Our panel also advised attendees to hire slowly – don’t rush what should be a thoughtful process (also, don’t drag your feet). You should not only be focused on what you need today, but also on what you may need 6 – 12 months out or further. Further, don’t be too obsessed with bringing on ‘seasoned’ professionals. One panelist offered his ‘Bill Belichick’ approach – hire young talent and develop them into a star team, as opposed to filling a ‘roster’ with seasoned veterans.
Also consider allowing other members of your company, such as members of your operations team, to participate in the interview process. This allows corporate and operations more interaction opportunities, as well as learn what their requirements are for great corporate professionals.
Finally, when you are in the interview process, the panel encouraged attendees to be a salesperson for the company. Don’t be afraid to sell the company’s benefits and culture to the applicant. Secondly, be thoughtful with your interview questions. For example, one panelists’ favorite go-to question is “People generally group their days into a good day or a bad day. What makes a good day for you,” with the ideal answer being ‘helping the organization in some way.’
Developing An All Star Team
When it comes to developing an all-star team, providing them with challenging opportunities is key. The panel admitted that, since some of the tasks performed by entry-level staff can be boring or monotonous, giving them special projects may help them learn a new aspect of the business and may provide them an opportunity to interact with different people in the organization.
Further, since it’s cheaper to train a good employee than it is to replace them, always encourage professional development by sending your team to training courses, subsidize or provide training courses for professional certifications, and so on. Further, always be on the lookout for training and education opportunities for your all of your staff, not just your entry-level people.
Communications training, especially the face-to-face kind, is especially key for our Generation Y employees today. While they are in a unique position to leverage technology as a resource for growth, you, as their leader, need to give them multiple opportunities to interact on a personal, face-to-face basis.
Saying Goodbye To Great Employees
Let’s face it, people do move on. And nine times out of ten, your people aren’t quitting companies, they quit their bosses. According to the panel, if an employee who has tendered their resignation took you by surprise, then you are not in tune with what is going on in your organization.

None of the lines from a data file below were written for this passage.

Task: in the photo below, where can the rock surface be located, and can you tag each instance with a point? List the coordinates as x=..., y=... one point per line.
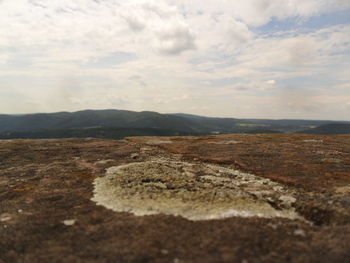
x=48, y=212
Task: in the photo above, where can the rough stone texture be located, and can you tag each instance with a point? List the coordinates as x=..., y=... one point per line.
x=46, y=214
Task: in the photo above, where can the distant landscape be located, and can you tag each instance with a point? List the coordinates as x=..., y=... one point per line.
x=117, y=124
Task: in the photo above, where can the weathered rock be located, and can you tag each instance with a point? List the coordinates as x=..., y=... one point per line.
x=44, y=183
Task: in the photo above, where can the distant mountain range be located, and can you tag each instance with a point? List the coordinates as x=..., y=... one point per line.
x=121, y=123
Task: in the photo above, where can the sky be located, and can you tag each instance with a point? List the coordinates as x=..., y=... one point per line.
x=243, y=59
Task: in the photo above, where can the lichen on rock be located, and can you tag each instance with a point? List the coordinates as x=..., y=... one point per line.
x=195, y=191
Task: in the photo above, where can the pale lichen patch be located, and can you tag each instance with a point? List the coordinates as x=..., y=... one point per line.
x=195, y=191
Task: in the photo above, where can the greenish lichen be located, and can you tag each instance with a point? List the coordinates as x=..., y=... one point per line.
x=195, y=191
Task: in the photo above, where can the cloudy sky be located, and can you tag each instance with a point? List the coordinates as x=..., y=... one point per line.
x=247, y=59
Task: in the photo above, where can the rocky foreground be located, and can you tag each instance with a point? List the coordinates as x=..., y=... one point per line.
x=227, y=198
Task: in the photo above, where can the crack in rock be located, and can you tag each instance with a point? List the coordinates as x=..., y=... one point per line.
x=195, y=191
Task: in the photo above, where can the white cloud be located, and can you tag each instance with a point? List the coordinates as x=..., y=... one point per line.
x=179, y=47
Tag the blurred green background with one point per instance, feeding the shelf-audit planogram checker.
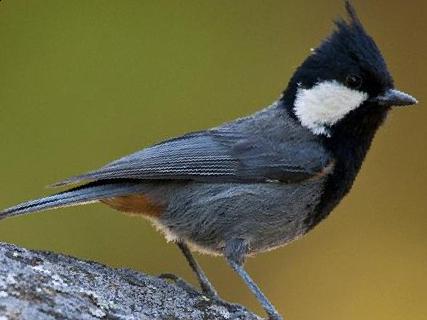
(85, 82)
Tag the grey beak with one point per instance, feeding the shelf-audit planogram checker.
(394, 97)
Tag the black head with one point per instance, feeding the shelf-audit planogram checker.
(345, 76)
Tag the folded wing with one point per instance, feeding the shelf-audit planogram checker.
(216, 156)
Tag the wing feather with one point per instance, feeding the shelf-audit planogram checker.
(215, 155)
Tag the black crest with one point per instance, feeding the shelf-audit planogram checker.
(348, 50)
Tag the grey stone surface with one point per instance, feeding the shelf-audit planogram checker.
(42, 285)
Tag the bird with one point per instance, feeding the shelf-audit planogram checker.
(259, 182)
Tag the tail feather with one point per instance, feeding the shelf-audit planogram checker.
(91, 192)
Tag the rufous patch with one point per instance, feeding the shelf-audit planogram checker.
(137, 204)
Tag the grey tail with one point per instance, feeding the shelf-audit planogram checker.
(91, 192)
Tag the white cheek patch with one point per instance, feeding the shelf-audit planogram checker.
(325, 104)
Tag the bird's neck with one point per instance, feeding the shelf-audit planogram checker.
(349, 143)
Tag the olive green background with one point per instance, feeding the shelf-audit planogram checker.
(84, 82)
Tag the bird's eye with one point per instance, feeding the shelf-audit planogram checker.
(353, 81)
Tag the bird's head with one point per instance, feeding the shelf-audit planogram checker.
(344, 79)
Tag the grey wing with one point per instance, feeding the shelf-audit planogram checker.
(215, 155)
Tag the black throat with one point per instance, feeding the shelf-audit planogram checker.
(349, 142)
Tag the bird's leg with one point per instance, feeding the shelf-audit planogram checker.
(234, 253)
(205, 285)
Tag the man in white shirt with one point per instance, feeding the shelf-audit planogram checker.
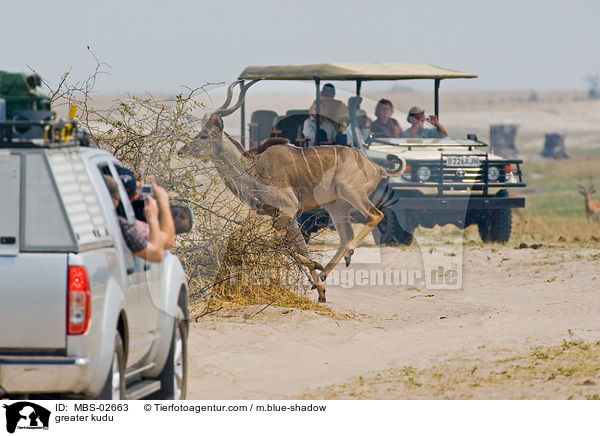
(363, 120)
(326, 133)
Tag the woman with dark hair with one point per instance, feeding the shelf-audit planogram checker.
(385, 125)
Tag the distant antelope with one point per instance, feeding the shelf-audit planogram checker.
(282, 180)
(592, 207)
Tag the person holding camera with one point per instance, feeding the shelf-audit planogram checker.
(150, 248)
(416, 117)
(137, 194)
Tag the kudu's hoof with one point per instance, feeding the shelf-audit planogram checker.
(348, 258)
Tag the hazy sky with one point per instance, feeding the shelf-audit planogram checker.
(161, 46)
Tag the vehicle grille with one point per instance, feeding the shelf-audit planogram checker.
(462, 174)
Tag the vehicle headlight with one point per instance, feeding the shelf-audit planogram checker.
(423, 174)
(493, 174)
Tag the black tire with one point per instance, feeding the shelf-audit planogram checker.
(389, 231)
(496, 226)
(114, 387)
(173, 377)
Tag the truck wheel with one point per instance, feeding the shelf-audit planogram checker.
(173, 377)
(114, 387)
(389, 232)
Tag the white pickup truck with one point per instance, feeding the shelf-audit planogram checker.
(80, 316)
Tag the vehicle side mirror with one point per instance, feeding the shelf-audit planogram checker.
(183, 219)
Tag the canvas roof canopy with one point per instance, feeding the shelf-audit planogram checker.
(352, 71)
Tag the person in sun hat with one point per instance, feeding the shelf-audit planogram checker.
(416, 117)
(385, 125)
(363, 128)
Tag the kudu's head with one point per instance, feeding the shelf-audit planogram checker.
(211, 133)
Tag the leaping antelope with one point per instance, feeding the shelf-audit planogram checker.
(592, 207)
(283, 180)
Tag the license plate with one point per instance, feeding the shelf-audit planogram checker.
(459, 161)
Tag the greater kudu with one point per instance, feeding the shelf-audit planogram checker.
(283, 180)
(592, 207)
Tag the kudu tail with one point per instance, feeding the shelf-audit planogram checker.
(397, 171)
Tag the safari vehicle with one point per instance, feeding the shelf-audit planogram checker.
(80, 316)
(448, 180)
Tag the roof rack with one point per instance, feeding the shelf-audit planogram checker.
(44, 134)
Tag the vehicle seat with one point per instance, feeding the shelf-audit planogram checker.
(261, 125)
(290, 126)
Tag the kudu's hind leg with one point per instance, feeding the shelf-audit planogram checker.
(300, 252)
(340, 215)
(372, 216)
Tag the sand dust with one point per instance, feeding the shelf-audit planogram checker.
(510, 301)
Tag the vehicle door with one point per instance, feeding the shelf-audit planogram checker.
(142, 315)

The panel recommended having ‘stay’ interviews rather than ‘exit’ interviews. While exit interviews certainly have a purpose, at that point, it’s just too late. Having regular interviews with key staff on a regular basis about their current employment and the challenges they face can help you address issues faster, and retain your employees longer. (The panel also offered the book, “Love ‘Em or Lose ‘Em: Getting Good People to Stay” by Beverly Kaye and Sharon Jordan-Evans.)
Always keep your eye on the business, and be aware of how its growth will affect the needs of your team
Encourage cross-functional training and ability to keep people engaged and learning.
Know your organization’s role within your business. Delegate and communicate.
Have fun in your work…don’t be so serious all the time or people will get burned out.
Address and move out disruptive people quickly.